- Top to bottom are Faith Ringgold, Tanya Aguiniga,
Randall Darwall, and Clary Illian
Why do artists create? That’s the question the Peabody Award-winning documentary series Craft in America continues to probe. Now in its fourth season, the series continues its exploration with two new episodes: Threads and Crossroads. (Check local PBS stations for viewing times.)
Threads examines how four artists use fiber to create their diverse works. Faith Ringgold uses paintings and mosaic tiles to tell stories in her work. Randall Darwall, a weaver, uses dyes and yarns for his “kinetic sculpture.” Terese Agnew uses densely embroidered quilts to “draw with thread.” Consuelo Jimenez Underwood uses unconventional materials, including barbed wire and safety pins, as well as painting, sewing and applique to document her Mexican-American heritage.
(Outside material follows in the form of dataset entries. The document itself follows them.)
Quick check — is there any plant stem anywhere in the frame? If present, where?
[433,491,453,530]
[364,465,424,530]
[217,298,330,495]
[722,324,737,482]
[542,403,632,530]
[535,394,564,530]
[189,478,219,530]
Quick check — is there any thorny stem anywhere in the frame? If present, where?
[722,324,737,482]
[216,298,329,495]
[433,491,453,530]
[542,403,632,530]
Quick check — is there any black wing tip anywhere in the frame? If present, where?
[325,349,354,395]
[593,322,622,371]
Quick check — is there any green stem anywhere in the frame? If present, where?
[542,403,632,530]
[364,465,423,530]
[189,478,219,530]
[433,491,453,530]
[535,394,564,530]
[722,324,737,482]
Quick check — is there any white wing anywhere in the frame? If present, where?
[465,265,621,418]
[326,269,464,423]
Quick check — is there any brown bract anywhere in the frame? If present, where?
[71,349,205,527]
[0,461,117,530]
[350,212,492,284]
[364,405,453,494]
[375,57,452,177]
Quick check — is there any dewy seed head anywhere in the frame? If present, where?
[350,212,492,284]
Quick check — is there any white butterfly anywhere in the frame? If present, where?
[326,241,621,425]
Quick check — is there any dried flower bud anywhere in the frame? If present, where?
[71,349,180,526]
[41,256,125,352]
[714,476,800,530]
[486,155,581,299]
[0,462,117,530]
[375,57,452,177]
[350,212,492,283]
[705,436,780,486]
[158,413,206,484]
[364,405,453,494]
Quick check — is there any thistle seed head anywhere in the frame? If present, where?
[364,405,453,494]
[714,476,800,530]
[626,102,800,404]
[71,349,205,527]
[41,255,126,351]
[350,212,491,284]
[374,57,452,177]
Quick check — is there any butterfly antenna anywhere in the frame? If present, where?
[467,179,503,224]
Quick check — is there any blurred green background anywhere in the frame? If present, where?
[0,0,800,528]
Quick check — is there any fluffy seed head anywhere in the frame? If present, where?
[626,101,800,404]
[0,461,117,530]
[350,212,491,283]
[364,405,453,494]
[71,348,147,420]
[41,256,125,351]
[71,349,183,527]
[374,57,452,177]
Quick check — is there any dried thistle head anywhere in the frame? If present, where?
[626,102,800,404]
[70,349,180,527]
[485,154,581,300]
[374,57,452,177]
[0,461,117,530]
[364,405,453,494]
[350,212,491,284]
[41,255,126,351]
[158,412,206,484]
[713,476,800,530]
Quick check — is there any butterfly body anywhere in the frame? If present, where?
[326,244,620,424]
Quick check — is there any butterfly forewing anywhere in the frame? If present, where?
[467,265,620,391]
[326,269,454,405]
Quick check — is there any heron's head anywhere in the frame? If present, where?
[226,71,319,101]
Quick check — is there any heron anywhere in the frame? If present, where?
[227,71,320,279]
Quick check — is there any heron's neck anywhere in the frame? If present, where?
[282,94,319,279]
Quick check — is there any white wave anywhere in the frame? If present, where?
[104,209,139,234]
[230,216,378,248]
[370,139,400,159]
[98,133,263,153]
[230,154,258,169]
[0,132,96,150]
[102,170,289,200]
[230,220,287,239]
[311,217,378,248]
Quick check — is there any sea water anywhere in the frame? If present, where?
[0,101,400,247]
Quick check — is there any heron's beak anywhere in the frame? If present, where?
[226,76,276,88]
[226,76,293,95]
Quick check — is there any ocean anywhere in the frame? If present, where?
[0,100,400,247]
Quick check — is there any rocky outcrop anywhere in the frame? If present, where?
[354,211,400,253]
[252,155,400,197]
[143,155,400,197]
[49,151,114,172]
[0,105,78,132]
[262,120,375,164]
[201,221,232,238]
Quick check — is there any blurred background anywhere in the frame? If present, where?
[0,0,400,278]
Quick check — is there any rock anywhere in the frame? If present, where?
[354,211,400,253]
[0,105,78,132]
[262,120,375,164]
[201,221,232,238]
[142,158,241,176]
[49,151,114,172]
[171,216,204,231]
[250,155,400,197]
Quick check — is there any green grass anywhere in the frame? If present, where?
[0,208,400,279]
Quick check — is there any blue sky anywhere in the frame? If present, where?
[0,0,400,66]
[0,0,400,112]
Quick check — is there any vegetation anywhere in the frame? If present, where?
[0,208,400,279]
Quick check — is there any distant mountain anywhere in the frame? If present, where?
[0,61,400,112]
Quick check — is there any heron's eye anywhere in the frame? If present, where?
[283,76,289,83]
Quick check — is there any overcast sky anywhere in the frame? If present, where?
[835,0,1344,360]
Crossroads, the ninth and newest episode, explores places where change and innovation meet global influences to impact handmade tradition. Tanya Aguiniga makes furniture, jewelry and accessories that combine recognizable shapes and unconventional materials. Lia Cook merges jacquard weaving with modern brain-mapping techniques to create expressive, emotional portraits. And in Minnesota’s St. Croix Valley, a group of potters uses traditional Japanese Mingei elements in their work to achieve simplicity with modern functionality.
Far from being a simple overview of each artist’s work, the two episodes attempt to answer the questions: How did they think of that? And how do they do that?